Contudo, nossa historieta começou várias horas antes, num tardio e ensolarado início de dia com a dupla viajante mirando o Sul catarinense pelo caminho mais penoso. O sono em dia e o bandulho cheio fez a manhã render bem e sequer percebemos a monótona esticada até os arredores de São Pedro de Alcântara. Bastante familiarizados com a famosa estrada da Varginha e há tempos sem se emocionar por lá, ainda assim descemos com olhar desconfiados e atentos a possibilidade de deparar com alguma forma de vida alienígena disposta a confabular com os terráqueos curiosos. Santo Amaro da Imperatriz e Águas Mornas só olhamos de canto e sem muitas delongas seguimos torrando a moleira pelos nada divertidos aclives de uma 282 não duplicada e muito movimentada. Catorze quilômetros adiante, num escaldante sol de meio-dia saímos da famigerada BR para ladear um trecho do rio Cubatão na SC-435 que faz a ligação com São Bonifácio e São Martinho.

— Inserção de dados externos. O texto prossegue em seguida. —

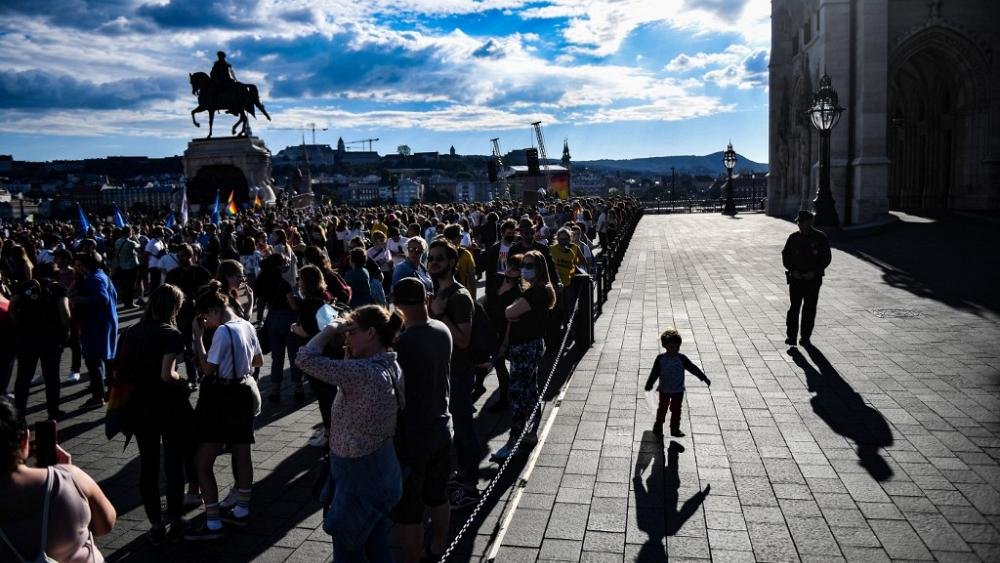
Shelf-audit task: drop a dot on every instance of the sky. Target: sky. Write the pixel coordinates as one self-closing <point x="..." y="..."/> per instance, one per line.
<point x="614" y="78"/>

No primeiro meio-fio sombreado que encontramos fizemos a primeira paragem para refrescar o cocuruto e iniciar nosso segundo e açucarado desjejum. Estrada calma, asfalto bom e o sol mais ameno fizeram as intermináveis subidas serem menos sofridas e após mais de três dezenas de quilômetros padrão morro acima, paramos para o tão esperado e merecido almoço. Não havia muita esperança de encontrar um restaurante aberto já quase no final da tarde, restando apenas o contento com lanches pouco saudáveis, mas de sabor agradável, na bacana e movimentada padaria local. De colonização alemã e cercada por muito verde, São Bonifácio é mais conhecida por suas exuberantes cachoeiras, mas dizem ser também a terra da sopa de galinha caipira, do pão de milho, das trilhas ecológicas e dos esportes radicais como o rafting e o rapel. Com a fome acalmada e descansados, seguimos rumo dando adeus ao gracioso asfalto para enfrentar uma pesada estrada de chão empoeirada à beça e repleta de buracos.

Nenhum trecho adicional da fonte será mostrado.